Ndlovu instructed the Zimbabwe Tourism Authority to lead a recreational tour for the Insukamini Primary School students so that they get an environmental appreciation of Bulawayo.

The Minister was officiating at the two tree planting events on the sidelines of the Sanganai/Hlanganani World Tourism Expo which kicked off on Thursday and will run up to October 15.

“We all have a responsibility to take care of our environment, especially in pursuit of mitigating the impacts of climate change,” Ndlovu said.

“Every child in primary school should plant a tree.
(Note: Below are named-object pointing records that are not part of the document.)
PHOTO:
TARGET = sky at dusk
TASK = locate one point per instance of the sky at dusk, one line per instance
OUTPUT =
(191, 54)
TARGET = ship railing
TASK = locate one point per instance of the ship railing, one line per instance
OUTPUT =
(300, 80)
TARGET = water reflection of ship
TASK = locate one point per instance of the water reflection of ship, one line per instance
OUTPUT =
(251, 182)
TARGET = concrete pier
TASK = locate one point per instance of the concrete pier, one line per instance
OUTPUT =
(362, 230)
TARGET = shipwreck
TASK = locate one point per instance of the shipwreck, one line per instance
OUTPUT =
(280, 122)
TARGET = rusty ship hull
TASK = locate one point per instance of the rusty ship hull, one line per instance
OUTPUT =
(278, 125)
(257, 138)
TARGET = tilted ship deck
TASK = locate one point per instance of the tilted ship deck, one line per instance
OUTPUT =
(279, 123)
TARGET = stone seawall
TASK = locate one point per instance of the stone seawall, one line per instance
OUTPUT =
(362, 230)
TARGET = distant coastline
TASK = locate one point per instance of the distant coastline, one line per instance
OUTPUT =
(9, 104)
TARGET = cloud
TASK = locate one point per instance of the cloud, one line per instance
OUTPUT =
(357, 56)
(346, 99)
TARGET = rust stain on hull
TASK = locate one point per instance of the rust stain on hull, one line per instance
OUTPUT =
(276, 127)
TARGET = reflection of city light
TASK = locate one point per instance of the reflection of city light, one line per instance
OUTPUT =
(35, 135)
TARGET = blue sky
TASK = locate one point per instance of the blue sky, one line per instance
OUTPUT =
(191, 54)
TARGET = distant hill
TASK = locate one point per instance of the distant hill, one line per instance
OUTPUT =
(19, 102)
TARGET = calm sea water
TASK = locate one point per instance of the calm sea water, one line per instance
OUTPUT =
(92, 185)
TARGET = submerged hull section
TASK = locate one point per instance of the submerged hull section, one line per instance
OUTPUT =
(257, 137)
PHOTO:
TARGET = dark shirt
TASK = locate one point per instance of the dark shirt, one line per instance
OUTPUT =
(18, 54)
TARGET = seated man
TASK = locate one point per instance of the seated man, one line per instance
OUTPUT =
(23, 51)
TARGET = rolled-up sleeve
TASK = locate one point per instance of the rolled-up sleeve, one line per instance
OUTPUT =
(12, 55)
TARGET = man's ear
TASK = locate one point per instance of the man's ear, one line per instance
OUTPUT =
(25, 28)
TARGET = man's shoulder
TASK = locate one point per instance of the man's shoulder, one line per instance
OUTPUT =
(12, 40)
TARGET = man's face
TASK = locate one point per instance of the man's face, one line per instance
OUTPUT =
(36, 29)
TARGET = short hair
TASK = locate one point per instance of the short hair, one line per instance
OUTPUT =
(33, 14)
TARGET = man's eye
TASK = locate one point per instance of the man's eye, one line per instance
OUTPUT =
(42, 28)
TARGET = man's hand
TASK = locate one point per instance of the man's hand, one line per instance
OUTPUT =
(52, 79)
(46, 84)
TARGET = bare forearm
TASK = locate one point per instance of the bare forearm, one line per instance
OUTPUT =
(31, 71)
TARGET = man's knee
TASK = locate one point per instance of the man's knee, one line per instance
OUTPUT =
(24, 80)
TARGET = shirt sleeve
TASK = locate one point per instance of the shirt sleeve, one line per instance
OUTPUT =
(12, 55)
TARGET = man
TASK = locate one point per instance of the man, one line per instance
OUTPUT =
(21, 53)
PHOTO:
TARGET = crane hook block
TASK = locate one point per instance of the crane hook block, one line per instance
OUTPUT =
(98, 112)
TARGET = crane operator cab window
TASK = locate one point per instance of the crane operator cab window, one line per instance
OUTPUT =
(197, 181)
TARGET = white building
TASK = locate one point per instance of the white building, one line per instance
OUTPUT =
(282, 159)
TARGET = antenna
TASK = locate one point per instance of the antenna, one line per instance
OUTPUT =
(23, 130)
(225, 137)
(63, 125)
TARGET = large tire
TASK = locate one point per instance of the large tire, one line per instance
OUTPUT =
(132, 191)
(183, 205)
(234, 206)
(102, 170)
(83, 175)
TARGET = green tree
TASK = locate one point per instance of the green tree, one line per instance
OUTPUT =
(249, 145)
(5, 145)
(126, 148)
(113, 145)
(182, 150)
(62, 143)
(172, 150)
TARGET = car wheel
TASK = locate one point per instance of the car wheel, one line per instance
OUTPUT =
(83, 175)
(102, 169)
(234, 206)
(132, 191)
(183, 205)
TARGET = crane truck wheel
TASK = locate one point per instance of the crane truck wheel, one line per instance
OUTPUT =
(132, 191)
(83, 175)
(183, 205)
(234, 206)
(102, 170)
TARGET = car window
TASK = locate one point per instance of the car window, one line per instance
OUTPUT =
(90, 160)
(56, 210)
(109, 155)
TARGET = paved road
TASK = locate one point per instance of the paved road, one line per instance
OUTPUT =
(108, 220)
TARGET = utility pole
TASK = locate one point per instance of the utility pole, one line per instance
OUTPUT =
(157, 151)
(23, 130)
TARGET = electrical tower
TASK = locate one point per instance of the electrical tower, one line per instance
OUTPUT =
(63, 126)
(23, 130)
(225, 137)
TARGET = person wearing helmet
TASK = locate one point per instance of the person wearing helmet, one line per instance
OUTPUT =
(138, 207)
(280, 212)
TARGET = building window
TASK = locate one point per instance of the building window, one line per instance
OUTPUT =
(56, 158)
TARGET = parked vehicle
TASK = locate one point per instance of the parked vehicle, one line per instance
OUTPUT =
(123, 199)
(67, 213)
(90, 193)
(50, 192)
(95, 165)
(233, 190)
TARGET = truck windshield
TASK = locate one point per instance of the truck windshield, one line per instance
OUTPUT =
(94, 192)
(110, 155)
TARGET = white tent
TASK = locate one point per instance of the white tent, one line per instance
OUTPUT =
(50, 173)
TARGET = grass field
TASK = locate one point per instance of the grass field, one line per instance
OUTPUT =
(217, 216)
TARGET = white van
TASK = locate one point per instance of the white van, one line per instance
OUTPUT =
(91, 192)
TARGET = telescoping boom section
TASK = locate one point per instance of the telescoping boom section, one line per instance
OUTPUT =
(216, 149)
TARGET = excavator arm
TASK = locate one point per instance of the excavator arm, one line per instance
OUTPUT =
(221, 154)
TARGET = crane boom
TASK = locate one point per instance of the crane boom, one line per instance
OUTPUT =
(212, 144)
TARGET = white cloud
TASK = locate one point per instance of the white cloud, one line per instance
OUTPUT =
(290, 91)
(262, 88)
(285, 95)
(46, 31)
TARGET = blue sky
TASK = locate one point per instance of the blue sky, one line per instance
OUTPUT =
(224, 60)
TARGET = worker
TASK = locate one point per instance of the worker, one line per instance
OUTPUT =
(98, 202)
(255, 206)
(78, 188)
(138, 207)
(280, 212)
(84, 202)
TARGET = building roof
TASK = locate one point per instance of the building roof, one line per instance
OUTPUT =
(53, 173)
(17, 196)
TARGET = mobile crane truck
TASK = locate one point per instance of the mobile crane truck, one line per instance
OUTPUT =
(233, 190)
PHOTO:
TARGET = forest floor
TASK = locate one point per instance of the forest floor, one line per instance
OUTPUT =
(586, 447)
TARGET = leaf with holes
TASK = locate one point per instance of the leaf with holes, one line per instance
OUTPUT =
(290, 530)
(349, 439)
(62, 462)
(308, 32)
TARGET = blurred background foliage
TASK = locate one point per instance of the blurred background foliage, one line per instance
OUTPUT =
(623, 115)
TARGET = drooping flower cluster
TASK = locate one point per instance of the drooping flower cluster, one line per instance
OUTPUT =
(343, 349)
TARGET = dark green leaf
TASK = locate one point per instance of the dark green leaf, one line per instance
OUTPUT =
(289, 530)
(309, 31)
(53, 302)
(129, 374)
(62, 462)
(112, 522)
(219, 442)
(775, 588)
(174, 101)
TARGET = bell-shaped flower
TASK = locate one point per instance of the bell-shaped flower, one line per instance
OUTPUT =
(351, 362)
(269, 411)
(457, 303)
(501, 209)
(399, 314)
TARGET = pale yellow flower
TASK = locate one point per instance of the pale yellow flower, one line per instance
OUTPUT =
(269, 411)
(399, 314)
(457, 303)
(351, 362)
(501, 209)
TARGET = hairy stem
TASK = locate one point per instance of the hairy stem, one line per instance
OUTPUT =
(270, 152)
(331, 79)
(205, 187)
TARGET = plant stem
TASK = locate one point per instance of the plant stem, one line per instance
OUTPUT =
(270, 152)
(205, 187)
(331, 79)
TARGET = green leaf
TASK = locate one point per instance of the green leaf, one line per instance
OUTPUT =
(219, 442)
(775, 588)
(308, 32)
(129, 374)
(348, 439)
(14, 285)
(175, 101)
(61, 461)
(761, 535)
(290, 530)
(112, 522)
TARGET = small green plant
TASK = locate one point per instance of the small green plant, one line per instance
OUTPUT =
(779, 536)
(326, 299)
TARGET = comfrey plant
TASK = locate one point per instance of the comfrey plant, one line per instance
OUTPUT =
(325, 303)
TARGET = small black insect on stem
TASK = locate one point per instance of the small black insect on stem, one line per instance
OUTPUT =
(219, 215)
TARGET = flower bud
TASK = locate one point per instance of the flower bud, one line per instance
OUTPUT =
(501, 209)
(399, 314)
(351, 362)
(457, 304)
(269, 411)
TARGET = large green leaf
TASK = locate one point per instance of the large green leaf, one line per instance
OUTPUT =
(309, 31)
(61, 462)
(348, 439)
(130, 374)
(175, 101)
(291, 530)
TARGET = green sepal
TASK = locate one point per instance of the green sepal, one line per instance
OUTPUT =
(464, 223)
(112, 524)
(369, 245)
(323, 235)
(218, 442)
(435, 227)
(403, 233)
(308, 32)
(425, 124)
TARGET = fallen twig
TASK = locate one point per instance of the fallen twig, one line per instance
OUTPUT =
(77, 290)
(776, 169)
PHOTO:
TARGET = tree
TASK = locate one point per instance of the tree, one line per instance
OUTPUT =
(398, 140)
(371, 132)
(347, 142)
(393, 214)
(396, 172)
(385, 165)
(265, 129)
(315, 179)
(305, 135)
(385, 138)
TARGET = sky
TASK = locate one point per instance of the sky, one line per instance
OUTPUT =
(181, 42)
This will help recover the forests being destroyed by veld fires,” he continued.

The tree planting initiative saw a collaboration of parastatals under Ndlovu’s ministry including the Zimbabwe Tourism Authority, Allied Timbers, ZimParks, and Forestry Commission who all participated in tree planting at the identified schools.

Forest Lovers also came on board seeking to inspire children to volunteer and get involved with the community and also to take part in mitigating climate change crisis through tree planting and other green activities.

“The overall objective of the project is to get tree planting to become part of the school curriculum so that every primary school child plants a tree as part of a school activity,” said Forest Lovers in a statement.

“This will also children an opportunity to learn more about climate change and how to help mitigate the crisis and to adapt…Today, schools and communities across the nation have signed onto the program.”

The program also encompassed Trees for Tourism, a vehicle for tourism operators and other companies and institutions affiliated with the tourism industry in Zimbabwe, to counter-balance the tourism-related footprint.

Observers say by increasing the surface area of existing indigenous forests, re-connecting indigenous forest-remains and creating new woodland in appropriate areas, Zimbabwe’s biodiversity will be made more robust and the nation carbon sink capacity will be enhanced, counteracting the effects of climate change.